Может быть, путешествие по святым местам принесло бы ему больше пользы, но такое в голову не приходило; на дворе стоял официальный атеизм и ирония оппозиции.
А теперь, в Бретани почитать Гюисманса (присмиревшего) оказывается кстати: он открывает мне круг новых авторов: Saint Jean de la Croix, Ruysbroeck (св. Иоанн Креста, Рюисбрёк). Я получаю явную помощь от этого чтения, чего живые люди дать не могут. Впрочем, они собрали книги в шкафы.
7.9. Месса в Сен-Мишель де Кергонан, у сестер монахинь. Проповедь о Фатиме, о знаках конца мира, об откровении Девы Марии трем пастушкам в 1917 году, о России.
Знакомство с проповедником: каноник Алео, о. Альфонс. Удивительны его глаза: карие с зелеными точками и голубыми ободками. Оказалось, он знает и любит св. Иоанна Креста ( в русских текстах его иногда именуют Иоанн Испанец).
(Каноник Альфонс Алео умрет в конце 96-го; его последнее письмо будет наполнено вырезками материалов о конце мира.)
Сестре Доминике нужно было повидать знакомую семью фермера Франсуа, в Ля Форест. Здесь берег очень изрезан, множество заливчиков и островков. Обитаемых: то тут, то там белеет бретонский домик.
Ах, как мне нужно бы пожить на берегу, даже вон на том островке, в тишине одиночества!

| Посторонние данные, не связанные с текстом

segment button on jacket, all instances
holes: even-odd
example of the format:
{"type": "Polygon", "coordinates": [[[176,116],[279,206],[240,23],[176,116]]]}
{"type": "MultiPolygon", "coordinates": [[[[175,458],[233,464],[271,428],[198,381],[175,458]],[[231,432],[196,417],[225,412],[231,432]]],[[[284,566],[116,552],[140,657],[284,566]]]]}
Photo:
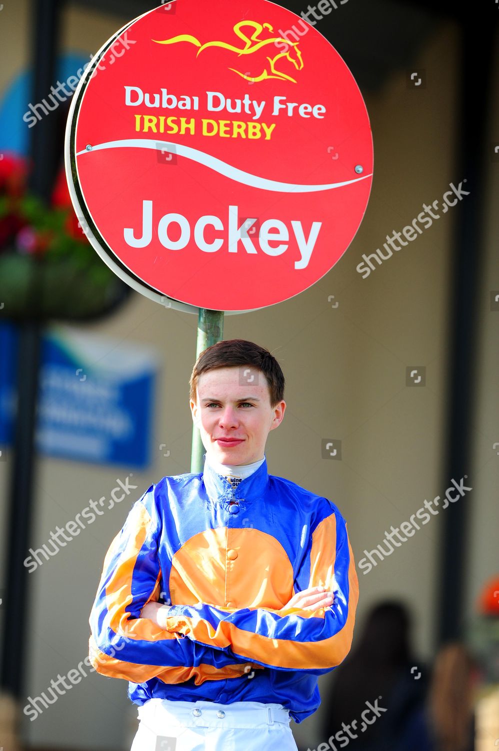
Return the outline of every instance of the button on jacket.
{"type": "Polygon", "coordinates": [[[320,703],[317,676],[350,651],[359,582],[337,506],[266,459],[238,485],[208,463],[164,477],[136,501],[106,554],[89,658],[150,698],[280,703],[300,722],[320,703]],[[322,585],[332,605],[285,608],[322,585]],[[164,629],[140,618],[172,603],[164,629]]]}

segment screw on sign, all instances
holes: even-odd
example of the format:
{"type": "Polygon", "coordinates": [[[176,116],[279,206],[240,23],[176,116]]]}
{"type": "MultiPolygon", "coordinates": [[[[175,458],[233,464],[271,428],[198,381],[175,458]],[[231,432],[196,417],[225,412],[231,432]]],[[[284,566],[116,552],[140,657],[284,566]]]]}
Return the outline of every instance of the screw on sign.
{"type": "Polygon", "coordinates": [[[281,35],[299,20],[268,0],[220,0],[216,14],[175,0],[114,35],[82,77],[66,131],[75,210],[152,299],[273,305],[321,279],[355,236],[372,181],[365,105],[315,28],[281,35]],[[134,44],[106,65],[125,29],[134,44]]]}

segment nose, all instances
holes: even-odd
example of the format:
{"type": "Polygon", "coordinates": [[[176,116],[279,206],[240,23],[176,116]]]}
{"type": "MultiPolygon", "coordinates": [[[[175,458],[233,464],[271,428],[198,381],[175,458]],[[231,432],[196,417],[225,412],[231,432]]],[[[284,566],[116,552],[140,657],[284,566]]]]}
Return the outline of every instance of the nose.
{"type": "Polygon", "coordinates": [[[239,424],[239,419],[237,417],[237,413],[234,410],[233,407],[227,405],[225,409],[223,410],[221,415],[220,415],[220,420],[218,424],[221,428],[227,430],[230,427],[236,427],[239,424]]]}

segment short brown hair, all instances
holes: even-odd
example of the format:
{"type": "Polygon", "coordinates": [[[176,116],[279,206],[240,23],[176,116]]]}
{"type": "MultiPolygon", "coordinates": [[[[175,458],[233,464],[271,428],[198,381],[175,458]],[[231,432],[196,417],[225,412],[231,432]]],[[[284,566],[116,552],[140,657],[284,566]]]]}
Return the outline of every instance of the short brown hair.
{"type": "Polygon", "coordinates": [[[229,339],[217,342],[203,350],[194,365],[189,385],[189,399],[196,402],[197,380],[202,373],[215,368],[249,365],[265,376],[269,384],[270,406],[275,407],[284,396],[284,376],[281,366],[268,349],[244,339],[229,339]]]}

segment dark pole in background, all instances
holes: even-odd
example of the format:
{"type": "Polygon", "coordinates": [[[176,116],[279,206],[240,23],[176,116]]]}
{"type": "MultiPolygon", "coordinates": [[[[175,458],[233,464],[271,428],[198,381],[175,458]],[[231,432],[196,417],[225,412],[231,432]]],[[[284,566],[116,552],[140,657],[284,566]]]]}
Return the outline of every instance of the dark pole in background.
{"type": "MultiPolygon", "coordinates": [[[[60,17],[57,0],[37,0],[32,3],[32,102],[41,102],[56,84],[56,56],[60,17]]],[[[27,103],[28,104],[28,103],[27,103]]],[[[30,130],[32,171],[30,189],[48,202],[56,173],[57,128],[49,112],[30,130]]],[[[5,570],[7,580],[2,608],[9,614],[5,619],[2,656],[2,689],[20,698],[24,681],[26,651],[28,569],[23,562],[29,547],[32,520],[33,484],[35,469],[34,448],[40,345],[43,322],[37,319],[37,295],[40,279],[35,268],[32,285],[35,299],[31,320],[19,326],[17,360],[17,404],[15,436],[10,477],[10,508],[6,535],[8,550],[5,570]]]]}
{"type": "MultiPolygon", "coordinates": [[[[443,459],[442,492],[453,478],[461,478],[473,487],[471,432],[476,393],[476,346],[478,333],[479,294],[485,255],[483,220],[486,160],[491,158],[488,143],[491,71],[497,32],[497,6],[482,9],[480,23],[461,18],[461,60],[458,82],[461,101],[456,128],[461,134],[458,153],[454,161],[452,182],[469,192],[458,201],[454,226],[451,258],[452,300],[449,311],[449,394],[446,414],[446,456],[443,459]],[[494,13],[495,11],[495,13],[494,13]],[[490,17],[486,17],[487,14],[490,17]]],[[[443,502],[443,500],[440,501],[443,502]]],[[[463,599],[468,571],[468,539],[473,492],[459,497],[446,510],[442,520],[440,546],[440,582],[437,593],[437,646],[464,636],[463,599]]]]}

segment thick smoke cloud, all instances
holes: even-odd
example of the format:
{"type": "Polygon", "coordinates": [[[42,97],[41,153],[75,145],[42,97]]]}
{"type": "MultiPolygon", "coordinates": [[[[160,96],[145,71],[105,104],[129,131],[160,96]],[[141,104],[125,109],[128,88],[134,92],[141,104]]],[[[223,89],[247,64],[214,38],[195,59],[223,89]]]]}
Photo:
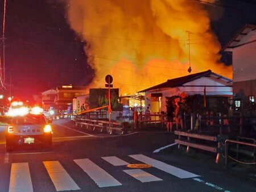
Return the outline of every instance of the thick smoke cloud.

– Вам нужно вернуться к семье, – твердо сказала сестра. Колени у меня ослабли, я испугался и почувствовал недоумение: как, после всего ужаса – всего-то навсего?..
(Разрыв произошел за три года до того.
И три года спустя после возвращения он повторится.)
Недоумевая, я видел, однако, что сейчас у меня нет своего взгляда ни на что: остается принять совет, как спасательный круг.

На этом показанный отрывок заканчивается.